L’ordre mondial s’effondre lorsque des pays puissants violent le droit international quand cela leur convient et constituent des « proies faibles », a déclaré vendredi le président vietnamien To Lam dans un discours.
Il s’agit de l’une des trois crises qui ont profondément ébranlé la communauté internationale, a déclaré To dans un discours prononcé au Shangri-La Dialogue, le principal sommet de défense en Asie.
“Le monde peut s’adapter rapidement à l’ordre, mais il doit le faire par le biais de règles, de retenue et de dialogue, et non par la coercition ou la menace de la force”, a-t-il déclaré, sans nommer de pays précis.
La crise commence lorsque le droit international est « interprété de manière sélective, appliqué de manière incohérente ou subordonné à une logique qui peut faire en sorte que le fort s’en prenne au faible », a déclaré To.
“Dans un tel environnement, les pays – en particulier les pays de petite et moyenne taille – subissent une pression croissante pour choisir leur camp et sont de plus en plus vulnérables à la coercition dans les domaines économique, technologique, financier et sécuritaire.”
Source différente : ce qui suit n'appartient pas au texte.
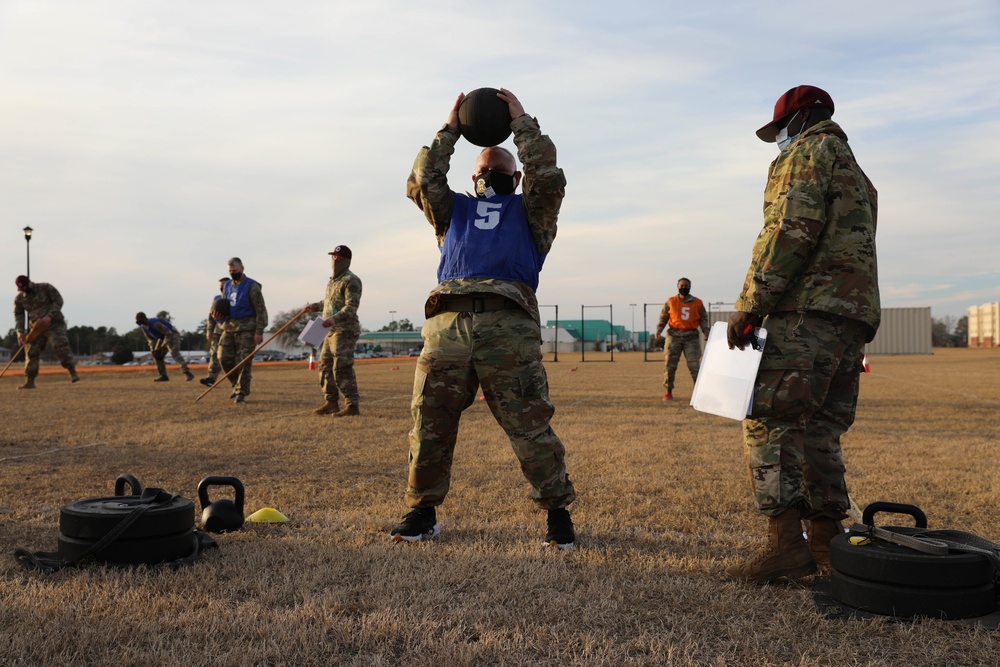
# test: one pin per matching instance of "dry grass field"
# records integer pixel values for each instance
(663, 507)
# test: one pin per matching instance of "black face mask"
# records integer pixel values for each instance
(491, 183)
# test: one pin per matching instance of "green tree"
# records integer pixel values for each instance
(398, 325)
(962, 331)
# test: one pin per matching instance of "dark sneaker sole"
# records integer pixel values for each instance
(553, 543)
(397, 537)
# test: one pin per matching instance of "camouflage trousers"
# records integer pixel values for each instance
(214, 366)
(234, 347)
(59, 337)
(690, 345)
(336, 367)
(500, 351)
(804, 400)
(172, 342)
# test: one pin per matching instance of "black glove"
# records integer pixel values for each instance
(739, 331)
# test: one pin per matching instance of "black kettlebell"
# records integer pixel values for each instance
(133, 484)
(222, 515)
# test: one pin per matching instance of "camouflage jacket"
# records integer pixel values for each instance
(258, 323)
(817, 248)
(42, 300)
(543, 187)
(343, 296)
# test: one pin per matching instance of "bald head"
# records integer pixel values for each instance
(497, 160)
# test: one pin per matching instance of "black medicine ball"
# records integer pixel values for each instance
(483, 118)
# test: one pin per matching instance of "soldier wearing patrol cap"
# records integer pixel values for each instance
(41, 305)
(244, 330)
(336, 358)
(813, 284)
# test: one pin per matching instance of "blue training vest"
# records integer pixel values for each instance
(239, 299)
(149, 329)
(490, 238)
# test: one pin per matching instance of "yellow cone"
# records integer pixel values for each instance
(267, 515)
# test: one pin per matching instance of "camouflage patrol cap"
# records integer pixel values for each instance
(341, 251)
(799, 97)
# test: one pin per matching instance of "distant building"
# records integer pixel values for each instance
(902, 331)
(984, 325)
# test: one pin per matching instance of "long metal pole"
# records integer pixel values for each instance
(251, 355)
(12, 360)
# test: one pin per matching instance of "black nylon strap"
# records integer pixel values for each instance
(48, 561)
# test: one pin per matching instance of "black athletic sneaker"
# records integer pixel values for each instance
(560, 533)
(418, 524)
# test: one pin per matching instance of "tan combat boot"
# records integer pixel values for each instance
(328, 408)
(786, 553)
(821, 531)
(350, 411)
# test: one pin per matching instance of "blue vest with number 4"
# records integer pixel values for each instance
(490, 238)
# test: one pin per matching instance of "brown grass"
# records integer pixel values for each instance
(664, 506)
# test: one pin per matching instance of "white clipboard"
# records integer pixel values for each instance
(726, 378)
(314, 333)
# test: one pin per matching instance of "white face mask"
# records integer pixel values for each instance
(782, 138)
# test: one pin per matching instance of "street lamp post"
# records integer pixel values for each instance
(27, 250)
(633, 323)
(392, 337)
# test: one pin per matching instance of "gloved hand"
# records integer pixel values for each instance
(740, 329)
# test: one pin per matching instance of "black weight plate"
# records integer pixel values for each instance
(884, 562)
(147, 551)
(93, 518)
(904, 601)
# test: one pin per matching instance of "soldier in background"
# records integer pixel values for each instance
(336, 357)
(244, 330)
(682, 316)
(41, 305)
(813, 284)
(213, 332)
(162, 338)
(482, 324)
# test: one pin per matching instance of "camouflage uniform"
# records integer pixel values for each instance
(336, 356)
(43, 300)
(167, 340)
(814, 279)
(682, 340)
(237, 341)
(497, 349)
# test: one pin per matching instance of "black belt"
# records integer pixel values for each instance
(471, 303)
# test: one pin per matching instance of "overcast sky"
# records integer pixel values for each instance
(148, 142)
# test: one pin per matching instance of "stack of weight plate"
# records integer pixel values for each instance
(884, 578)
(163, 533)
L’approche vietnamienne de la « diplomatie du bambou » au cours des dernières décennies – pragmatique mais flexible – a cherché à équilibrer les relations entre la Chine, un voisin puissant et un partenaire économique de premier plan, et les États-Unis, qui ont élargi leurs liens de sécurité.
Alors que le Vietnam continue de maintenir des relations stables avec Pékin, des tensions subsistent concernant les différends concernant le territoire et les droits de pêche en mer de Chine méridionale.
Le Vietnam, comme beaucoup de ses voisins asiatiques, a également été touché par la guerre entre les États-Unis et Israël contre l’Iran. L’interruption de trois mois du transport maritime dans le détroit d’Ormuz – un point d’étranglement critique par lequel le Vietnam s’approvisionne pour environ 85 % de ses importations de pétrole en provenance du Moyen-Orient – a mis à rude épreuve les approvisionnements en énergie et augmenté les coûts.
Une autre crise est celle de la confiance stratégique, a déclaré To. Ce défi est “silencieux mais mortel” car les pays qui envisagent le comportement de chacun “à travers le prisme de la méfiance et de l’anxiété” peuvent facilement se tromper, a-t-il déclaré.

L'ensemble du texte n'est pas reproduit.